‘Beauty’ has been a quality which all the makers of buildings have strived to achieve. The parameter with which ‘beauty’ is judged varies from person to person and era to era. The search to find a clue has driven man to observe nature, study it and even imitate it. In his search, man discovered certain underlying laws which governed the making of everything that exists in nature. These laws were based on the interrelationship between parts at both micro and macro level. When translated into a word it is ‘proportions’; as we call it today. Proportions are relation of one part to another or to the whole with respect to magnitude, quantity or degree.
Each civilization attached their own significance to ‘proportions’ and every branch of science and philosophy had their own meaning of it. Astronomers found proportions in relationship of Universe and the stars; the distance between them and so on, whereas musician discovered it in harmony of musical consonances, botanist related parts of plant to its whole and mathematicians found it in numbers. Sometimes it was all about numbers and at times had symbolic value and mystical significance. Plato found proportions in making of Universe and its cosmic harmony whereas Alberti found it dictating ‘Concinnitas’. The source of proportioning system has also been different, be it from geometry (Euclidian Theory), from music (Palladian Theory) or from anatomy of human body (Virtuvian Theory). However, ‘proportions’ had been central in creation of beauty. One finds mention of proportions by Vitruvius while defining ‘symmetry’, by Alberti while defining ‘Concinnitas’ and by Palladio in his concept of ‘beauty’.
In regards to music, Pythagoras is credited with developing our understanding of the harmonic series, the overtone series. It seems that Pythagoras was perhaps the first person to define the ‘consonant’, acoustic relationships between strings of proportional lengths. Specifically, strings of equal tension of proportional lengths create tones (or notes) of proportional frequencies when plucked. For example, a string that is two feet long will vibrate x times per second (Hertz). While a string that is one foot long (x/2) will vibrate twice as fast, 2x and furthermore, those two frequencies create a perfect octave.
If string vibrates at fundamental pitch x Hertz, then
x = Unison, ‘C’ Note (The Fundamental Frequency)
x/2 = First Octave, ‘C1’ Note (2/1 the Fundamental Frequency)
x/3 = A Perfect Fifth, ‘G’ Note (3/1 the Fundamental Frequency)
x/4 = Second Octave, ‘C2’ Note (equals two octaves, 4/1 the Fundamental Frequency) x/5 = A Major Third, ‘E’ Note (5/1 the Fundamental Frequency).
Figure 1 is to show that there is increase in frequency in each successive harmonics with corresponding decrease in wave length and amplitude for same length of string.
In dividing the length in this manner, Pythagoras exposed the first four overtones that have become the primary building blocks of musical harmony, an octave, a Perfect 5th, a Perfect 4th and a Major 3rd. Pythagoras also acknowledged these intervals, not only as they relate to the fundamental frequency, but to each other and found these ratios:
1:1 = Unison
2:1 = Octave
3:2 = Fifth
4:3 = Fourth
5:4 = Major Third
Figure 2 is proportional representation of Pythagorean harmonics.

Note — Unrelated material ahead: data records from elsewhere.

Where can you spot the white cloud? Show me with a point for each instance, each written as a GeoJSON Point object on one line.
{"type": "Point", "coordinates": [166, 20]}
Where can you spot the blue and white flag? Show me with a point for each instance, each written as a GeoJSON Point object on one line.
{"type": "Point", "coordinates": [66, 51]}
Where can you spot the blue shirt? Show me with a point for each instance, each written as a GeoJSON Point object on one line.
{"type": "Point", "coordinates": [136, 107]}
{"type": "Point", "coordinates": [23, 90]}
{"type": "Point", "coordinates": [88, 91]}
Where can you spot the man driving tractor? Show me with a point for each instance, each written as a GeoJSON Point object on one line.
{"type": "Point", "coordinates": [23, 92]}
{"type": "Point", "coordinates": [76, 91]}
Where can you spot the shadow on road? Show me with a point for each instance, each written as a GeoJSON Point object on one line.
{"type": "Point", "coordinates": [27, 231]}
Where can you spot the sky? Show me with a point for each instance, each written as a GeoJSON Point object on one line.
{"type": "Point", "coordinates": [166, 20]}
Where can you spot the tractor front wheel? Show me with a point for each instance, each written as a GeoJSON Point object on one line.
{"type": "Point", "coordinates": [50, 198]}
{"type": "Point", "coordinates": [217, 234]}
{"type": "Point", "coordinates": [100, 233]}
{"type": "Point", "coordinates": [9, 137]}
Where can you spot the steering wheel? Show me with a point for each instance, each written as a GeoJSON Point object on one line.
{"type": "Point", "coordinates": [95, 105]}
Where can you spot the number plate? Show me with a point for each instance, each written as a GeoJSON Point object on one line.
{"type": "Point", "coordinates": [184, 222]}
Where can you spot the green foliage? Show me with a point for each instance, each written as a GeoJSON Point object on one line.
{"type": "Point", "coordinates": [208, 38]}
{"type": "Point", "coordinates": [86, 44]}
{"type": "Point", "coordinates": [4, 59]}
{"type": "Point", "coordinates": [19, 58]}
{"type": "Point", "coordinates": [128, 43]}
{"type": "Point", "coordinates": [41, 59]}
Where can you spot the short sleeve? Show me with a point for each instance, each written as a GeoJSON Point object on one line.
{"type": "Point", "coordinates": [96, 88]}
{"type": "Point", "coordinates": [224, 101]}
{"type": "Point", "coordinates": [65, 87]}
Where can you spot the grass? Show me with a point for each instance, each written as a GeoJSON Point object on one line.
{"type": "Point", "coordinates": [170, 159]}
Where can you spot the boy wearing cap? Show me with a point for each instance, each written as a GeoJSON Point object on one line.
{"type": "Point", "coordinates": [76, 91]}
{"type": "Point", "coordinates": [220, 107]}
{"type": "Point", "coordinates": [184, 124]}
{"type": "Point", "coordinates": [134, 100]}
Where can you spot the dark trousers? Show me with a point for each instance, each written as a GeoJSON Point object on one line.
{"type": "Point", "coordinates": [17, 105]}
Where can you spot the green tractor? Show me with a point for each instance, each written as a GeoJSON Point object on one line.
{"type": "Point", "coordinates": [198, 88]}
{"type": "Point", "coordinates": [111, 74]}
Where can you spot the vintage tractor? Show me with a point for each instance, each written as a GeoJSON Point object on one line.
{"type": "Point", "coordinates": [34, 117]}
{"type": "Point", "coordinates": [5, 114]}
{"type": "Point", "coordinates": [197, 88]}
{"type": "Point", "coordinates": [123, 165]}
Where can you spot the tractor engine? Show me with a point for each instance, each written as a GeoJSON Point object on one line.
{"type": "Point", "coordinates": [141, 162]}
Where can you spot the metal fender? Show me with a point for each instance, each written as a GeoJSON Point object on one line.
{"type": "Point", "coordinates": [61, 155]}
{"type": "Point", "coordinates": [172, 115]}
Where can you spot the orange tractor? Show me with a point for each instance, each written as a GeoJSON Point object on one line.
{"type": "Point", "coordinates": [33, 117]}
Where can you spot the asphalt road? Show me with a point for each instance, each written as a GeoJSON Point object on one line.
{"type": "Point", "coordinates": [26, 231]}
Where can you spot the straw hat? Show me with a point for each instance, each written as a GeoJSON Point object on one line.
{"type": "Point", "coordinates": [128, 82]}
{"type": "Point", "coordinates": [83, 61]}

Proportions are a simple tool and a precise aid to the dimensioning of objects to bring harmony into the work. Theory of proportions may not help us to produce, but it eliminates automatically the false notes in design composition. One adopts proportions to establish order and clarity on the level of geometrical equilibrium, not as a creative tool but as a tool to establish visual balance. We need not reject, we must absorb and digest, reinvent and not repeat theories of proportions in totality. We got to find our own idiom. Today when we make judgments on beauty, we do not follow mere fancy, but the working of reasoning faculty that is inborn in the mind or a faculty that is already established. Proportional relationships cause a visual delight whose triumph is beyond just being a tool of design; we need to infer scholarship of proportions as a planning grammar.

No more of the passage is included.